Shanghai has been designated as China's comprehensive international financial center in successive State Council documents since 2009. Its functional core is Lujiazui in the Pudong New Area, the country's only national-level development zone explicitly designated for finance and trade. The district hosts the Shanghai Stock Exchange, the Shanghai Futures Exchange, the China Foreign Exchange Trade System, and the Shanghai Gold Exchange, alongside a critical mass of domestic and foreign banks, insurers, and asset managers.
A defining institutional innovation has been the China (Shanghai) Pilot Free Trade Zone, established in September 2013 and progressively expanded. The zone has piloted a Free Trade Account system for separated cross-border transactions, easier renminbi capital-account convertibility for qualifying entities, and a negative-list approach to foreign investment—providing a controlled environment for reforms that have subsequently been generalized nationally.
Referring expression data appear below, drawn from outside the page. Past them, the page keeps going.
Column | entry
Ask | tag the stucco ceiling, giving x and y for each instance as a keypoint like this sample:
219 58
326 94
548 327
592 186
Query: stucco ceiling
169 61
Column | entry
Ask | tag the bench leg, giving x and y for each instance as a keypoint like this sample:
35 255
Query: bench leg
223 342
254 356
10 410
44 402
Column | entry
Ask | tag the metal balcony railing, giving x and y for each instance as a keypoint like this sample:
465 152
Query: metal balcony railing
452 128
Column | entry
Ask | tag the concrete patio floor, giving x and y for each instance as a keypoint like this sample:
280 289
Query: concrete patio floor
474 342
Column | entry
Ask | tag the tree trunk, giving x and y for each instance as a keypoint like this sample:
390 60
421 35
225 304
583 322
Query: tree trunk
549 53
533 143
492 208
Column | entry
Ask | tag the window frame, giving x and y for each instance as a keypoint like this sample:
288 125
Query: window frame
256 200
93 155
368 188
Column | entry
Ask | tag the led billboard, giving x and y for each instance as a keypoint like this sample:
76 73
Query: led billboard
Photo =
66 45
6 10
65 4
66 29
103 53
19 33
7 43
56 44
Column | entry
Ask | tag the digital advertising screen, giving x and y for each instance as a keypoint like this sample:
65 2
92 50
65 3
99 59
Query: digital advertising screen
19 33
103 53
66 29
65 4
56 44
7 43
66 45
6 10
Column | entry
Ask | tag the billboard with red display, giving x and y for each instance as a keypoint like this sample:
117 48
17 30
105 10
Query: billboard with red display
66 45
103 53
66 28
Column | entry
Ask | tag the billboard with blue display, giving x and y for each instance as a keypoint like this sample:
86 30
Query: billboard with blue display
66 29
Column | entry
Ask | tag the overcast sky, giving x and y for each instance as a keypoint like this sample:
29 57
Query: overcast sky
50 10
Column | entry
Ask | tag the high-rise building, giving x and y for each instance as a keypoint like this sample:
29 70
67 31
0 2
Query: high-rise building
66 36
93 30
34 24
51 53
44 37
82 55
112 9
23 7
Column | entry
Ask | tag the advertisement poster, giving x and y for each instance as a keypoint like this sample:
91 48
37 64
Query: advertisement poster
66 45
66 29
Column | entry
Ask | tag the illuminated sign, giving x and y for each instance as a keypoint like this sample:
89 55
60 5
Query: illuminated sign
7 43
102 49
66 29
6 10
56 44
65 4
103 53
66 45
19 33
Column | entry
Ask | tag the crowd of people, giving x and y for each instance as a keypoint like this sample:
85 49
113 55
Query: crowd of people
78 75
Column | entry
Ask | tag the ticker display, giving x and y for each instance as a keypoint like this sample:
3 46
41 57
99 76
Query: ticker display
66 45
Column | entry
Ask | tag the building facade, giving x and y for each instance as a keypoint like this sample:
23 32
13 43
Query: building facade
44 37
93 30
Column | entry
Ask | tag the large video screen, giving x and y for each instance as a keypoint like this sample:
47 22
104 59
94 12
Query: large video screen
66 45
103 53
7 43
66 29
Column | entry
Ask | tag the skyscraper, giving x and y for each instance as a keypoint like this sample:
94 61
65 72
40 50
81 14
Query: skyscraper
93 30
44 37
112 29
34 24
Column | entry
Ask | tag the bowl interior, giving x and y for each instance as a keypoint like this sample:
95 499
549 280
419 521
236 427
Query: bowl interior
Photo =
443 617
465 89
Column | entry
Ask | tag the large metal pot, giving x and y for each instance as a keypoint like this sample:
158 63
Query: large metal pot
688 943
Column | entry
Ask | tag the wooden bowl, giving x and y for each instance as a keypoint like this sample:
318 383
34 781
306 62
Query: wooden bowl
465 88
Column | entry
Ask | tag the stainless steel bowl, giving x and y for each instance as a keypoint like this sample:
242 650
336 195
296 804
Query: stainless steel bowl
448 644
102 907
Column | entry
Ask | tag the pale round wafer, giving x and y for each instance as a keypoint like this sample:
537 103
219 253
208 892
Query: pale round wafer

International connectivity infrastructure includes the Shanghai–Hong Kong Stock Connect (2014), the Shanghai–London Stock Connect (2019), and the STAR Market science and technology innovation board introduced by the Shanghai Stock Exchange in 2019. In the most recent Global Financial Centres Index, Shanghai ranks within the global top ten, and is the second-ranked Asian center among mainland cities by overall network connectivity.